Culver City taxpayers should feel shocked after reading some parts of the 515-page “Culver City Proposed Budget FY 2020/2021” (Budget). First, the section dealing with the 2019 Enterprise Risk Assessment (ERA) report reveals senior management’s fears of corruption and retaliation. Second, another section deals with Culver City’s lack of an effective fraud, waste, and abuse (FWA) hotline and an associated cover-up. Third, the section dealing with Culver City’s Municipal Fiber Network (MFN) reveals Staff’s long-held belief that it is a money pit.
Enterprise Risk Assessment: Culver City handsomely paid Moss Adams LLP (Moss)—Culver City’s Internal Auditor—to produce the ERA report.
Pages 53 and 57 of the ERA reveal that almost one-third of the responding “supervisor level and above employees” believe there is a “moderate,” “moderate to high,” or “high” risk of fraud, waste, or abuse in Culver City government. Pages 40-42 reveal that nearly one-half of Culver City’s supervisors, managers and director level employees do not feel safe from retaliation if they whistle-blow. Such fear of telling the truth to power, alone, plays havoc with implementing an effective means to prevent FWA.
FWA Hotline: The Budget informs us, “With the auditor’s recommendation, the hotline for reporting [FWA] of the City’s resources was setup and made available to residents and employees on the City’s website in October 2019.” However, Staff re-designed the FWA Hotline to fail.
As of Sept. 9, 2019, pursuant to a 2017 recommendation of Moss, Moss would process complaints received through Culver City’s FWA Hotline. Everyone totally agreed. They considered Moss as “neutral.” Then, City Manager John Nachbar and City Attorney Carol Schwab caused the “neutral” to be booted. They installed a low level Staffer in place of the “neutral.” He had no prior FWA-Hotline experience. Ultimately, that Staffer reports to the City Manager.
This creates a definite conflict of interest. The City Manager would not want fraud, waste or abuse discovered on his watch.
Municipal Fiber Network: Staff says, in effect, from the get go, Staff warned the City Council that the MFN would be a financial fiasco; so, don’t blame Staff. The Budget states, in part:
As indicated in the Nov. 12, 2017 Council Report, a twenty-year construction loan in the amount of $11,500,000 and a twenty-year working capital loan of $3,400,000 is due to begin being repaid in June 2018 [sic]. That same staff report also stated that Council has the power to forgive the annual construction loan payments, and can also defer the annual working capital loan payments if the Municipal Fiber Network Fund is not generating adequate revenue. Staff has stated from project inception that the construction loan may not be repaid. However, the loan was established in anticipation of the possibility.

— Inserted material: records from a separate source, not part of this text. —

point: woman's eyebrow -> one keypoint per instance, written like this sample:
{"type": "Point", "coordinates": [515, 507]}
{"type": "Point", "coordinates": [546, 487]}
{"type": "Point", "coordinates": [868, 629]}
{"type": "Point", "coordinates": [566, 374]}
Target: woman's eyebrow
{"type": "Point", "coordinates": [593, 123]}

Staff is thereby requesting City Council approval for the following actions to be recorded in FY 2019/2020:
• Write off the FY 2019/2020 annual construction loan payment $709,669.21
• Record a deferral of FY 2019/2020 annual working capital loan payment $292,660.01
This is and has always been Culver City’s version of corporate welfare. That’s 15,000,000 taxpayer dollars shot to Hades so that residents would involuntarily subsidize the business community.
The Wall Street Journal recently noted that cash-rich investors are currently eager to buy fiber networks. Culver City should sell the MFN to cut our losses. On the other hand, the MFN might be such a loser that anyone who could do financial analysis would pass.
It is time for the City Council to investigate these matters promptly and thoroughly, and report the findings transparently and publicly. To do otherwise would breach their fiduciary duties to taxpayers.